半岛综合体育近年来在计算机硬件、分布式训练、云计算等技术的加持下生成式人工智能(Artificial Intelligence generated content,简称AIGC)技术得到了突破式的发展。AIGC通过高级生成人工智能(Generative artificial intelligence,简称GAI)技术来生成内容,这些生成的内容不再依赖人类作者。国内产学研各界将AIGC理解为继专业生成内容(Professional Generated Content,简称PGC)到用户生成内容(User Generated Content,简称UGC)之后,利用人工智能技术自动生成内容的新型生产方式。
早期AIGC技术只能根据事先指定的模板或规则进行内容制作和输出。近年来,深度学习中的损失函数和梯度下降等技术快速迭代,借助大语言模型(Large Language Model,简称LLM)AIGC可以生成不同模态的数据内容,AIGC生成的新作品可呈现图片文本、音频视频半岛综合体育、游戏脚本、代码开发等诸多形式。OpenAI在这场AIGC变革中发挥了关键作用,其旗下的自然语言处理技术ChatGPT和图像处理技术DALL-E2及其衍生技术被广泛应用于各个领域。ChatGPT技术通常被用于构建对话式人工智能系统的语言模型,它可以高效地理解并以有意义的方式响应人类的语言输入。

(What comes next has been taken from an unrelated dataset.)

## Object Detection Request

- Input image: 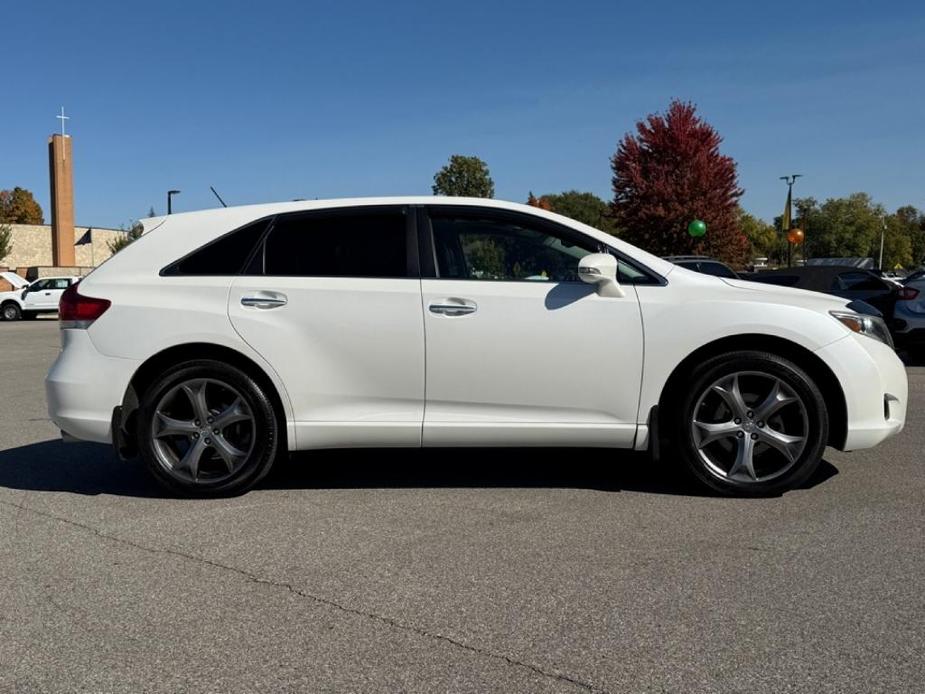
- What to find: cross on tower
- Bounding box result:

DALL-E2同样是由OpenAI开发的最先进的GAI模型,它能在几分钟内从文本描述中创建具有独特性的高质量图像。正是因为AIGC的应用能带来广泛的经济效益,国内外诸多知名公司都开始AIGC的产业布局,并积极将生成式人工智能应用于其产品中。
AIGC极大地提升了创作效率,可在数秒内自动生成上万字的文章。随着AIGC技术的发展演进,AIGC将会越来越善于模仿人类,其超越人类作者也只是时间问题。可以想象随着AIGC商业化的速度加快,今后将会有更多的AIGC作品出现。AIGC作品创作及生成过程已经超出了严格意义上的智力创造,相应地引发了一系列著作权问题,并对已有的知识产权制度构成了挑战。在这些挑战中最关键是,权利客体和创作主体的资格问题。一方面,要追问人工智能生成内容是否具备作品的构成要件,这是权利客体资格问题;另一方面,要追问人工智能是否实现了真正的思想和精神智能化、是否具备了创作的独立性,这是创作主体资格问题。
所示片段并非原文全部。